Sur ce point, la DS N°4 reste toutefois perfectible. Le chargeur embarqué de série se limite à 3,7 kW, tandis qu’une version 7,4 kW est proposée en option. À l’heure où certains concurrents progressent sur les capacités de recharge des hybrides rechargeables, la marge d’amélioration existe.
Une fois la batterie utilisée, la consommation observée en mode hybride s’est établie autour de 5,7 l/100 km sur un parcours mêlant routes nationales et circulation fluide. Une valeur tout à fait satisfaisante pour une voiture de cette catégorie.

Un design qui attire les regards
Un détail m’a particulièrement marqué durant cette journée : les réactions des passants. Lors des pauses café ou des arrêts sur les aires de service, plusieurs personnes sont venues observer la voiture ou poser quelques questions.
Il faut dire que cette nouvelle DS N°4 possède une présence visuelle affirmée. La face avant constitue probablement l’évolution la plus réussie du modèle. La signature lumineuse converge vers un logo DS illuminé qui devient immédiatement identifiable, de jour comme de nuit.
À l’arrière, les feux sculptés avec leur motif gravé au laser participent également à cette personnalité singulière.

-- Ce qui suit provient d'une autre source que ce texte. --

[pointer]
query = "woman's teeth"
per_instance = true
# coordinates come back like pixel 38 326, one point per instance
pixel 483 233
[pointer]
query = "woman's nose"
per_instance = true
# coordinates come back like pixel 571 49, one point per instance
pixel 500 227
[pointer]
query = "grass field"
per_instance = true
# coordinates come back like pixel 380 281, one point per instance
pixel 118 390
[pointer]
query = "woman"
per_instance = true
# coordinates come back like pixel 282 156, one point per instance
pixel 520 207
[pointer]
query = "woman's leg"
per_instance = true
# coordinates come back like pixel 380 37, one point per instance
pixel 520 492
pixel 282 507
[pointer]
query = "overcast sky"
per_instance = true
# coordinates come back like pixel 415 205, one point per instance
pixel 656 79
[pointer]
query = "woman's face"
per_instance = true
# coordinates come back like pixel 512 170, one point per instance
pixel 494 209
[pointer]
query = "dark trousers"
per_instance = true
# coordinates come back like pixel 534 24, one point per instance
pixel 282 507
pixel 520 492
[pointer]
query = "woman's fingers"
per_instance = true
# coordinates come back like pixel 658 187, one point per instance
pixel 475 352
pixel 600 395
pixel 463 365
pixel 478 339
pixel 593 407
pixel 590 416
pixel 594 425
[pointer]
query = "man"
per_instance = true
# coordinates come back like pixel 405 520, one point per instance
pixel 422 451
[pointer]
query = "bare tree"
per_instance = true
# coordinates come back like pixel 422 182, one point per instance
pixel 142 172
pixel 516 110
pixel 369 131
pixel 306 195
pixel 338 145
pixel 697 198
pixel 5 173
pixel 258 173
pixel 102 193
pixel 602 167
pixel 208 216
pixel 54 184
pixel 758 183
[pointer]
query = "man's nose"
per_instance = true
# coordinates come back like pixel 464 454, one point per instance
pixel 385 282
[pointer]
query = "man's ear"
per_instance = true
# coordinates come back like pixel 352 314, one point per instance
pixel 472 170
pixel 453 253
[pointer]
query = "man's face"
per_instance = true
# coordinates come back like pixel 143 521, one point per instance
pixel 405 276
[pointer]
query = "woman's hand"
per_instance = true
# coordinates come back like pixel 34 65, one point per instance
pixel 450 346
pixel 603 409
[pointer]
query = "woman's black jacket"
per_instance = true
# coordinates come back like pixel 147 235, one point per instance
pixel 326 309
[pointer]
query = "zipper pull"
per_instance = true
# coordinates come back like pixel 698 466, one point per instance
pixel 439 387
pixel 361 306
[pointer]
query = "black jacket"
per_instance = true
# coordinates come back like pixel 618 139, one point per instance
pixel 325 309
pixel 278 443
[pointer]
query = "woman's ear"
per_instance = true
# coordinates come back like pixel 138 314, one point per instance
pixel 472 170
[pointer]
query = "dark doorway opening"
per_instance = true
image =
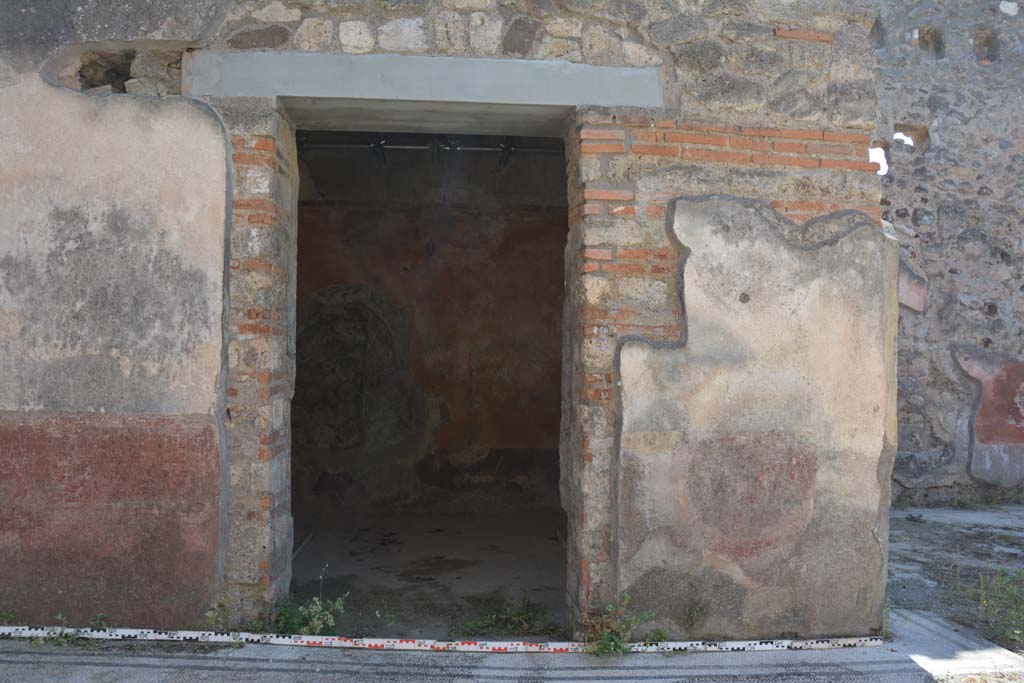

Plus encore que le style lui-même, c’est la cohérence de l’ensemble qui séduit. Le design extérieur, l’ambiance intérieure et la philosophie de conduite racontent la même histoire. Une histoire tournée vers le confort, l’élégance et une certaine vision française de l’automobile.

Le verdict de l’essai
Cette escapade entre Paris et Deauville a permis de mettre la DS N°4 face à la réalité du terrain. Au terme de ce trajet, une chose apparaît clairement : cette voiture sait exactement ce qu’elle veut être.
Elle ne cherche pas à rivaliser avec les références allemandes sur le terrain de la sportivité pure ni à battre des records de technologie. Son approche repose davantage sur le confort, le raffinement et le plaisir de voyager.
La version essayée, une Plug-in Hybrid Étoile équipée du Pack Tech Absolu et du Pack Confort, s’affiche autour de 60 000 €. La gamme hybride rechargeable débute quant à elle à partir de 48 700 € en finition Pallas.
Un positionnement ambitieux, mais qui s’accompagne d’une personnalité forte et d’un véritable parti pris. Et dans un paysage automobile parfois très uniforme, c’est déjà une qualité appréciable.